赤子魔王の迷宮建国伝 〜側近の妖姫少女に育児されてダンジョン造っていたら世界最強国家に?〜

ICHINOSE

第1話 魔王、赤子になる。


 目覚めてみれば。

 余は、赤子であった。


 光のとどかない洞窟深くには、ただ赤ん坊の声が「だぁたぁ」とひびく。



「……不覚をとったわ」



 と、余は発話したつもりなのだが、ただの「だぁ」になってしまう。

 仕方がないので言葉は諦める。

 そもそも考えをまとめるだけなのだから、いまは思念で充分。よもや人間相手に、死の間際に追い込まれようとは。


 かつてとは違う、赤子の姿。

 すなわち「転生の儀」を終えたであろう余は、なんとか現状把握につとめていた。

 なぜに余の容姿が、よりにもよって憎き人間にそっくりな赤子なのだ? と。


 「転生の儀」。

 すなわち死を超越した再誕魔法。

 術者があらかじめ意図した条件(全盛期の魔力や肉体など)下で、遠い未来への自己保存を図る魔族最高秘術である。

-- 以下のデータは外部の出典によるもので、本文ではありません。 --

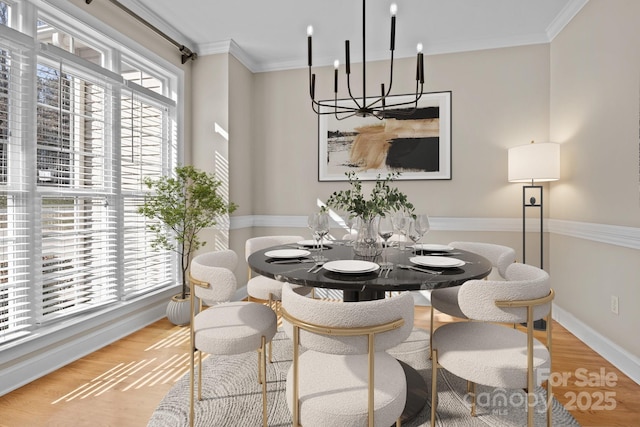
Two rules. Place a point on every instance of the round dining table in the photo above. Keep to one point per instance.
(368, 285)
(405, 274)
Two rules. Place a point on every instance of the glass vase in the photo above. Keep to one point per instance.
(367, 245)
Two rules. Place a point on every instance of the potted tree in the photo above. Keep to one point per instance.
(183, 205)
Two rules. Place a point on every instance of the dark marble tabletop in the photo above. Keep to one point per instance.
(361, 286)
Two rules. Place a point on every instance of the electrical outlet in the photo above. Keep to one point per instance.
(614, 304)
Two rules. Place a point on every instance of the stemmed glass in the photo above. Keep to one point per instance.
(401, 223)
(416, 230)
(349, 221)
(312, 221)
(385, 231)
(422, 224)
(319, 222)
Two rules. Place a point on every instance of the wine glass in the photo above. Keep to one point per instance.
(349, 221)
(415, 231)
(401, 222)
(312, 223)
(385, 231)
(422, 223)
(320, 223)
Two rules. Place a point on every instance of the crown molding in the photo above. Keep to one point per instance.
(564, 17)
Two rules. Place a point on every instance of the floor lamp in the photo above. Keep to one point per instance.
(531, 163)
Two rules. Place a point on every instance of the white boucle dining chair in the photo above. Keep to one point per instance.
(445, 300)
(264, 288)
(225, 328)
(344, 376)
(485, 350)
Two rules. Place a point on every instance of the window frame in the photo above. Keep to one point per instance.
(116, 48)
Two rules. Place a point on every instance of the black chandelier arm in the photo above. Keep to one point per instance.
(355, 101)
(390, 77)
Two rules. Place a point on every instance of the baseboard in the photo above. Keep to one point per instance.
(21, 366)
(612, 352)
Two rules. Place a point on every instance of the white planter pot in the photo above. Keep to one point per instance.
(179, 310)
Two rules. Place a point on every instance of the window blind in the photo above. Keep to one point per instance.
(146, 138)
(15, 305)
(78, 242)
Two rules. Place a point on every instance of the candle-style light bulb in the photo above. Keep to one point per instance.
(420, 72)
(309, 34)
(393, 9)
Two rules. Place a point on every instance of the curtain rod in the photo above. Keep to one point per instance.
(185, 51)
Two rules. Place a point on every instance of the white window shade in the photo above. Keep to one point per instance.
(532, 162)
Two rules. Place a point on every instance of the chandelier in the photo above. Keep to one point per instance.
(365, 106)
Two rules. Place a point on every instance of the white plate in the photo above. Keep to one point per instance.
(287, 253)
(432, 247)
(351, 266)
(312, 243)
(437, 261)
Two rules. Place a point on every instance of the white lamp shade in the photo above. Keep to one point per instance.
(534, 162)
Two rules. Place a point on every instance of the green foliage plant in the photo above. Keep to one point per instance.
(383, 198)
(182, 206)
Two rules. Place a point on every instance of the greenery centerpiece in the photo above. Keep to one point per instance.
(183, 205)
(383, 200)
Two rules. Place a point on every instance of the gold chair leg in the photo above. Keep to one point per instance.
(259, 366)
(434, 383)
(264, 382)
(472, 391)
(191, 390)
(431, 335)
(199, 375)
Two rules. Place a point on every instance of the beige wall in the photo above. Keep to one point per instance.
(500, 99)
(582, 91)
(595, 75)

 無論、余は闇の軍勢の総覧者たる絶対君主であるから、最高秘術といえども容易く会得していたわけだが……。


 余は、こう結論付ける。

 とぎれとぎれな記憶のイメージから探るに、どうやら「転生の儀」の発動状況がよろしくなかったらしい。転生体が余の若かりし頃ではなく、よもや人間の赤子とは。

 だが余の奥底には、煮えたぎる人間への憎悪を感じる。

 そして思念や知能は前世同様に健在。魔王たる精神に問題はない。


 よって充分だと。余の口角は、にぃと上がるのだ。

 転生自体には成功した。そう急ぐこともあるまい。余の明晰なる頭脳には、ひとりでに野望の絵図が広がっていく。


 手始めに、優秀なる臣下を設ける。

 なにせ余とともに世界に覇を唱える者どもだ。手抜かりは許されん。

 再側近には、支配者たる余の孤独を分かち合える貞淑な妖姫がいい。ふとしたときに戯れる相手となるかわいい三頭獣も飼いたい。闇の軍勢を率いる将帥も六名は任ずることになるだろう。合成魔獣の召喚や叡智技法に長けた秘術師も欠かせん。


 そして難攻不落のダンジョンを築城する。

 忌まわしき地上の陽光ではなく、瘴鉱石が妖しく灯る地底の居城を築くのだ。十重二十重の罠を備えた、幾万を超える闇の軍勢の根拠地! 余の悪癖か、造るまえからつい気分が浮ついてしまう。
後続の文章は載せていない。